CMStatistics 2023: Start Registration
View Submission - CMStatistics
B0639
Title: Bayesian mixture models inconsistency for the number of clusters Authors:  Louise Alamichel - Universite Grenoble Alpes (France) [presenting]
Julyan Arbel - Inria (France)
Guillaume Kon Kam King - ()
Daria Bystrova - Universite Grenoble Alpes (France)
Abstract: Bayesian non-parametric mixture models are commonly used to model complex data. Although these models are well suited to density estimation, their application to clustering has certain limitations. Recent results proved posterior inconsistency of the number of clusters when the true number of clusters is finite for the Dirichlet and Pitman-Yor process mixture models.
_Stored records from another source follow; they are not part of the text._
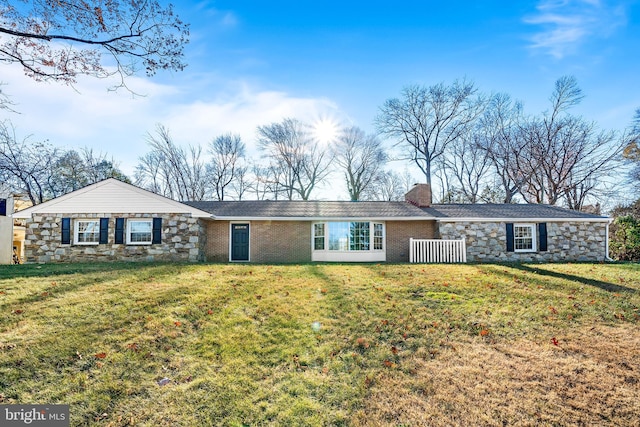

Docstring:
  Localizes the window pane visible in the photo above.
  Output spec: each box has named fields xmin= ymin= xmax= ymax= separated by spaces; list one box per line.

xmin=329 ymin=222 xmax=349 ymax=251
xmin=513 ymin=225 xmax=533 ymax=250
xmin=77 ymin=221 xmax=100 ymax=243
xmin=313 ymin=224 xmax=324 ymax=251
xmin=129 ymin=221 xmax=152 ymax=243
xmin=349 ymin=222 xmax=369 ymax=251
xmin=373 ymin=224 xmax=383 ymax=250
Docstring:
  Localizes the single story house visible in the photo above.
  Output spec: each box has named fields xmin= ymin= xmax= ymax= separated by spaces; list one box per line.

xmin=8 ymin=178 xmax=610 ymax=263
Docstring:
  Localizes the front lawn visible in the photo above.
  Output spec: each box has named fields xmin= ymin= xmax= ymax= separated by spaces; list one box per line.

xmin=0 ymin=264 xmax=640 ymax=426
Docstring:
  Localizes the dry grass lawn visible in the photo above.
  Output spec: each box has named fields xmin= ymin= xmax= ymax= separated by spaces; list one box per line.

xmin=0 ymin=264 xmax=640 ymax=427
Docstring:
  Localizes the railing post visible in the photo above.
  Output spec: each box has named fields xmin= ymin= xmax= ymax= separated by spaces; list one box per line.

xmin=409 ymin=237 xmax=467 ymax=263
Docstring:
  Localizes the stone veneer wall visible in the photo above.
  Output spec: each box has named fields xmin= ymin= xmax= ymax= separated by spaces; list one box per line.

xmin=439 ymin=221 xmax=608 ymax=262
xmin=25 ymin=213 xmax=207 ymax=262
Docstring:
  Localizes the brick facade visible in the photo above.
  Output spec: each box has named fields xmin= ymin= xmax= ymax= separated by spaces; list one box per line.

xmin=25 ymin=214 xmax=207 ymax=262
xmin=205 ymin=221 xmax=311 ymax=263
xmin=440 ymin=221 xmax=608 ymax=262
xmin=205 ymin=221 xmax=436 ymax=263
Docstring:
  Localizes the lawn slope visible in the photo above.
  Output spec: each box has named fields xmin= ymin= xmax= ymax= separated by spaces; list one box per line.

xmin=0 ymin=264 xmax=640 ymax=426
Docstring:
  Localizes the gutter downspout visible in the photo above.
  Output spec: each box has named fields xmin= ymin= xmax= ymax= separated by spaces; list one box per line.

xmin=604 ymin=218 xmax=615 ymax=262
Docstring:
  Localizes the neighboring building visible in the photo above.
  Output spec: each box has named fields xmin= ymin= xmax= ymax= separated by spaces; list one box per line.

xmin=14 ymin=178 xmax=609 ymax=263
xmin=0 ymin=193 xmax=13 ymax=264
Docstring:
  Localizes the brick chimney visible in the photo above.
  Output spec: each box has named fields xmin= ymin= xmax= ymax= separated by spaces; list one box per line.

xmin=404 ymin=184 xmax=431 ymax=208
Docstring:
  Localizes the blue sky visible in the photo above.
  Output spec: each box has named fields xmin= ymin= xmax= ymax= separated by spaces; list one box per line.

xmin=0 ymin=0 xmax=640 ymax=199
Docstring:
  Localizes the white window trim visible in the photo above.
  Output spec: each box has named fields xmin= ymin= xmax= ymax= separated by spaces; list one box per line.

xmin=513 ymin=223 xmax=538 ymax=253
xmin=125 ymin=218 xmax=153 ymax=245
xmin=311 ymin=219 xmax=387 ymax=262
xmin=73 ymin=218 xmax=100 ymax=246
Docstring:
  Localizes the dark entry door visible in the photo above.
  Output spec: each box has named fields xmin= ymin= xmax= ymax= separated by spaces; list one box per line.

xmin=231 ymin=224 xmax=249 ymax=261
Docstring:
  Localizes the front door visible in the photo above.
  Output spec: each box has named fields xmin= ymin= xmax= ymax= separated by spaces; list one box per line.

xmin=231 ymin=224 xmax=249 ymax=261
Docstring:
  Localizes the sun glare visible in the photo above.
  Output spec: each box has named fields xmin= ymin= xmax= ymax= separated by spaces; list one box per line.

xmin=311 ymin=119 xmax=339 ymax=144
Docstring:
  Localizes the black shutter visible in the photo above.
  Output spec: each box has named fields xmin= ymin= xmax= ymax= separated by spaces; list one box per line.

xmin=507 ymin=222 xmax=513 ymax=252
xmin=61 ymin=218 xmax=71 ymax=245
xmin=114 ymin=218 xmax=124 ymax=245
xmin=538 ymin=222 xmax=547 ymax=252
xmin=98 ymin=218 xmax=109 ymax=245
xmin=151 ymin=218 xmax=162 ymax=243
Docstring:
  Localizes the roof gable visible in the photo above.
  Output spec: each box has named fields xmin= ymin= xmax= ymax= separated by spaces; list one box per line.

xmin=14 ymin=178 xmax=211 ymax=218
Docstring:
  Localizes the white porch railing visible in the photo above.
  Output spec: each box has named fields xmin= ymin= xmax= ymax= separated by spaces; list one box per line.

xmin=409 ymin=238 xmax=467 ymax=263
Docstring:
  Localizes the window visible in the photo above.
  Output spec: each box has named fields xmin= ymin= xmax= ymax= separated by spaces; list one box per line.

xmin=373 ymin=223 xmax=384 ymax=251
xmin=74 ymin=219 xmax=100 ymax=245
xmin=513 ymin=224 xmax=536 ymax=252
xmin=313 ymin=223 xmax=324 ymax=251
xmin=349 ymin=222 xmax=371 ymax=251
xmin=313 ymin=221 xmax=384 ymax=252
xmin=127 ymin=220 xmax=153 ymax=245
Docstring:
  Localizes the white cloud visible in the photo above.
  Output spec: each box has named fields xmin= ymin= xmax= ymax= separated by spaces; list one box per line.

xmin=524 ymin=0 xmax=626 ymax=59
xmin=0 ymin=67 xmax=345 ymax=174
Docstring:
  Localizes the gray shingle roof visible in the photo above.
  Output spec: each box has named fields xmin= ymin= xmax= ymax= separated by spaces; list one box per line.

xmin=184 ymin=200 xmax=434 ymax=219
xmin=423 ymin=203 xmax=607 ymax=220
xmin=184 ymin=200 xmax=607 ymax=221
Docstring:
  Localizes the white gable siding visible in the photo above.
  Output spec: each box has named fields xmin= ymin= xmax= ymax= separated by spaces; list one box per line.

xmin=15 ymin=179 xmax=211 ymax=218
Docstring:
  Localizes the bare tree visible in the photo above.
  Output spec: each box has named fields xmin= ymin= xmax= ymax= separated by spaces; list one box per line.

xmin=622 ymin=108 xmax=640 ymax=190
xmin=376 ymin=80 xmax=483 ymax=184
xmin=445 ymin=130 xmax=491 ymax=203
xmin=0 ymin=121 xmax=128 ymax=205
xmin=520 ymin=76 xmax=625 ymax=210
xmin=334 ymin=127 xmax=388 ymax=201
xmin=362 ymin=170 xmax=407 ymax=202
xmin=258 ymin=119 xmax=331 ymax=200
xmin=0 ymin=0 xmax=189 ymax=90
xmin=207 ymin=134 xmax=246 ymax=200
xmin=0 ymin=121 xmax=58 ymax=205
xmin=47 ymin=147 xmax=129 ymax=196
xmin=476 ymin=93 xmax=535 ymax=203
xmin=135 ymin=125 xmax=206 ymax=201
Some possible solutions have also been proposed recently to achieve consistency for the number of clusters, notably in the case of the Dirichlet process by using a post-processing algorithm or putting a hyperprior on the parameter. These results are discussed and extended to other non-parametric Bayesian priors such as Gibbs-type processes and their finite-dimensional representations such as the Dirichlet multinomial or Pitman-Yor multinomial processes. It is proven that mixture models based on these processes are also inconsistent concerning the number of clusters. It is also shown that the post-processing algorithm can be extended to more general models and provides a consistent method for estimating the number of components. Finally, the role played in consistency is studied for the Pitman-Yor process, by a hyperprior on the parameters.